КНР в международных отношениях

Роли Китая в современных международных отношениях (под этим выражением мы понимаем примерно двадцатилетний период, прошедший с момента окончания «холодной войны») и различным аспектам внешней политики Китая посвящены сотни монографий и статей, написанные как западными, так и отечественными специалистами .

И все же осмелимся на некоторые обобщения, заметив, что даже относительно недавние оценки стремительно устаревают. Подчеркнем, что и предлагаемые обобщения едва поспевают за исключительно быстро меняющейся картиной мира начала 10-х годов нынешнего века. Ключевой для стран Востока вопрос социально-экономического развития определим как главный критерий оценки результативности их участия в международных отношениях.

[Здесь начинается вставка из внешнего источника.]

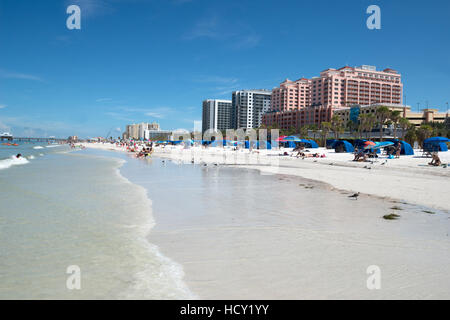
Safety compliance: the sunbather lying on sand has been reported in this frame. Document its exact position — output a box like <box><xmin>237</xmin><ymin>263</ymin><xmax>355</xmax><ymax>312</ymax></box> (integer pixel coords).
<box><xmin>428</xmin><ymin>152</ymin><xmax>441</xmax><ymax>167</ymax></box>
<box><xmin>353</xmin><ymin>150</ymin><xmax>367</xmax><ymax>162</ymax></box>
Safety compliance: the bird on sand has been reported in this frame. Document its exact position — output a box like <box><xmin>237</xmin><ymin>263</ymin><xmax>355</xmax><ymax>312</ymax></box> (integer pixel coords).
<box><xmin>348</xmin><ymin>192</ymin><xmax>359</xmax><ymax>200</ymax></box>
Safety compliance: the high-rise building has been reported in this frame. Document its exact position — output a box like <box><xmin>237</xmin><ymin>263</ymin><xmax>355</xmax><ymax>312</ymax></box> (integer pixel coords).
<box><xmin>232</xmin><ymin>90</ymin><xmax>272</xmax><ymax>129</ymax></box>
<box><xmin>271</xmin><ymin>78</ymin><xmax>311</xmax><ymax>111</ymax></box>
<box><xmin>202</xmin><ymin>99</ymin><xmax>232</xmax><ymax>132</ymax></box>
<box><xmin>271</xmin><ymin>66</ymin><xmax>403</xmax><ymax>112</ymax></box>
<box><xmin>310</xmin><ymin>66</ymin><xmax>403</xmax><ymax>107</ymax></box>
<box><xmin>263</xmin><ymin>66</ymin><xmax>403</xmax><ymax>129</ymax></box>
<box><xmin>122</xmin><ymin>122</ymin><xmax>167</xmax><ymax>140</ymax></box>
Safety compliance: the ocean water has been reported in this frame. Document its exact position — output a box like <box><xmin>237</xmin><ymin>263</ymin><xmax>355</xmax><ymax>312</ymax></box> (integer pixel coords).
<box><xmin>0</xmin><ymin>141</ymin><xmax>69</xmax><ymax>170</ymax></box>
<box><xmin>0</xmin><ymin>146</ymin><xmax>193</xmax><ymax>299</ymax></box>
<box><xmin>0</xmin><ymin>146</ymin><xmax>450</xmax><ymax>299</ymax></box>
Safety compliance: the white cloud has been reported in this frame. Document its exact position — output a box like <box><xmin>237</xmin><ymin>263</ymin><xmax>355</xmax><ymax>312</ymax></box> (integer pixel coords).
<box><xmin>182</xmin><ymin>14</ymin><xmax>261</xmax><ymax>49</ymax></box>
<box><xmin>0</xmin><ymin>69</ymin><xmax>43</xmax><ymax>82</ymax></box>
<box><xmin>66</xmin><ymin>0</ymin><xmax>114</xmax><ymax>18</ymax></box>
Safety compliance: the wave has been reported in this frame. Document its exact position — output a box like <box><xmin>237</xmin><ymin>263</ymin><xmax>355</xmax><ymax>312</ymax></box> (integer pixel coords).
<box><xmin>0</xmin><ymin>156</ymin><xmax>29</xmax><ymax>170</ymax></box>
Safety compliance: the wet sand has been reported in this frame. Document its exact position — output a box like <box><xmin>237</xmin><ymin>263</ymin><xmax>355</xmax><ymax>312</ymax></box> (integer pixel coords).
<box><xmin>121</xmin><ymin>154</ymin><xmax>450</xmax><ymax>299</ymax></box>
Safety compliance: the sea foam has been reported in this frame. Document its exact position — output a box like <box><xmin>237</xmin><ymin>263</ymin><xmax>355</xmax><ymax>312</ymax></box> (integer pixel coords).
<box><xmin>0</xmin><ymin>156</ymin><xmax>29</xmax><ymax>170</ymax></box>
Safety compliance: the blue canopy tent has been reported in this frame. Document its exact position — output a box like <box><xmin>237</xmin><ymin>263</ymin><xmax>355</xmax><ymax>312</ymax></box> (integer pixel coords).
<box><xmin>244</xmin><ymin>140</ymin><xmax>259</xmax><ymax>149</ymax></box>
<box><xmin>334</xmin><ymin>140</ymin><xmax>355</xmax><ymax>153</ymax></box>
<box><xmin>259</xmin><ymin>141</ymin><xmax>272</xmax><ymax>150</ymax></box>
<box><xmin>386</xmin><ymin>139</ymin><xmax>414</xmax><ymax>156</ymax></box>
<box><xmin>353</xmin><ymin>139</ymin><xmax>367</xmax><ymax>149</ymax></box>
<box><xmin>326</xmin><ymin>139</ymin><xmax>339</xmax><ymax>149</ymax></box>
<box><xmin>305</xmin><ymin>140</ymin><xmax>319</xmax><ymax>149</ymax></box>
<box><xmin>423</xmin><ymin>137</ymin><xmax>450</xmax><ymax>152</ymax></box>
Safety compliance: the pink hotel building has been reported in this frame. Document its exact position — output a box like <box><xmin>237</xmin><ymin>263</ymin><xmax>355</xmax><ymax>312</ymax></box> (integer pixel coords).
<box><xmin>263</xmin><ymin>66</ymin><xmax>403</xmax><ymax>129</ymax></box>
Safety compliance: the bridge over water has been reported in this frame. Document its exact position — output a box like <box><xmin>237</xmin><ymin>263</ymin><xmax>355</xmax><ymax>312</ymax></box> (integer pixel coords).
<box><xmin>0</xmin><ymin>136</ymin><xmax>67</xmax><ymax>142</ymax></box>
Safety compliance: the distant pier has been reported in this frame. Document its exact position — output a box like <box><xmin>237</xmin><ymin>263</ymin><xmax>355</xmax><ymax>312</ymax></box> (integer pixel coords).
<box><xmin>0</xmin><ymin>136</ymin><xmax>67</xmax><ymax>143</ymax></box>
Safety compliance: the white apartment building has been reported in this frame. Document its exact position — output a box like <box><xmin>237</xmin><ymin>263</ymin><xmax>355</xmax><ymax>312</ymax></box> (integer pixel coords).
<box><xmin>202</xmin><ymin>99</ymin><xmax>232</xmax><ymax>132</ymax></box>
<box><xmin>232</xmin><ymin>90</ymin><xmax>272</xmax><ymax>129</ymax></box>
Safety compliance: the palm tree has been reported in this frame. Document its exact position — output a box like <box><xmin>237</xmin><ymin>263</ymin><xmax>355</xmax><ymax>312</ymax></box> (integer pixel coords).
<box><xmin>416</xmin><ymin>124</ymin><xmax>433</xmax><ymax>146</ymax></box>
<box><xmin>375</xmin><ymin>106</ymin><xmax>391</xmax><ymax>141</ymax></box>
<box><xmin>300</xmin><ymin>126</ymin><xmax>309</xmax><ymax>139</ymax></box>
<box><xmin>403</xmin><ymin>125</ymin><xmax>418</xmax><ymax>145</ymax></box>
<box><xmin>398</xmin><ymin>118</ymin><xmax>411</xmax><ymax>140</ymax></box>
<box><xmin>320</xmin><ymin>122</ymin><xmax>332</xmax><ymax>147</ymax></box>
<box><xmin>365</xmin><ymin>113</ymin><xmax>377</xmax><ymax>139</ymax></box>
<box><xmin>357</xmin><ymin>113</ymin><xmax>368</xmax><ymax>139</ymax></box>
<box><xmin>331</xmin><ymin>114</ymin><xmax>344</xmax><ymax>139</ymax></box>
<box><xmin>389</xmin><ymin>110</ymin><xmax>402</xmax><ymax>139</ymax></box>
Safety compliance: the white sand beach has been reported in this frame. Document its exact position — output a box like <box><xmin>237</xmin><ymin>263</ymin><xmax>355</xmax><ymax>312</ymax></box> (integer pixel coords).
<box><xmin>132</xmin><ymin>142</ymin><xmax>450</xmax><ymax>210</ymax></box>
<box><xmin>80</xmin><ymin>144</ymin><xmax>450</xmax><ymax>299</ymax></box>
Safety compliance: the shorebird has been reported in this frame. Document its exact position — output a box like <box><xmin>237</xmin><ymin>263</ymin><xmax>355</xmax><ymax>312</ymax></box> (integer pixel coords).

На внешнеполитическом фронте за истекшие два десятилетия Китай добился значительных результатов. Пекину удалось преодолеть международную изоляцию, в которой страна оказалась в 1989-1992 годах вследствие солидарного решения западных стран и Японии ввести против КНР коллективные политические и экономические санкции в ответ на подавление китайскими властями массовых выступлений весны-лета 1989 года. Китай добился возобновления в полном объеме отношений с США и, несмотря на серьезные проблемы, лихорадившие двусторонний диалог все эти годы, развернул сотрудничество с американской стороной по широкой повестке дня. С Россией были установлены отношения сначала конструктивного, а затем стратегического партнерства, урегулирована проблема границы, подписан Договор о добрососедстве, дружбе и сотрудничестве. Возвращение под китайский суверенитет Гонконга и Макао, успешное осуществление курса на расширение экономического сотрудничества с Тайванем принесли Китаю большие политические и практические дивиденды. Решение территориальных разногласий с некоторыми соседями, получение членства в международных организациях и даже формирование новых межгосударственных объединений, форумов и форматов оказались по плечу Пекину и его дипломатии.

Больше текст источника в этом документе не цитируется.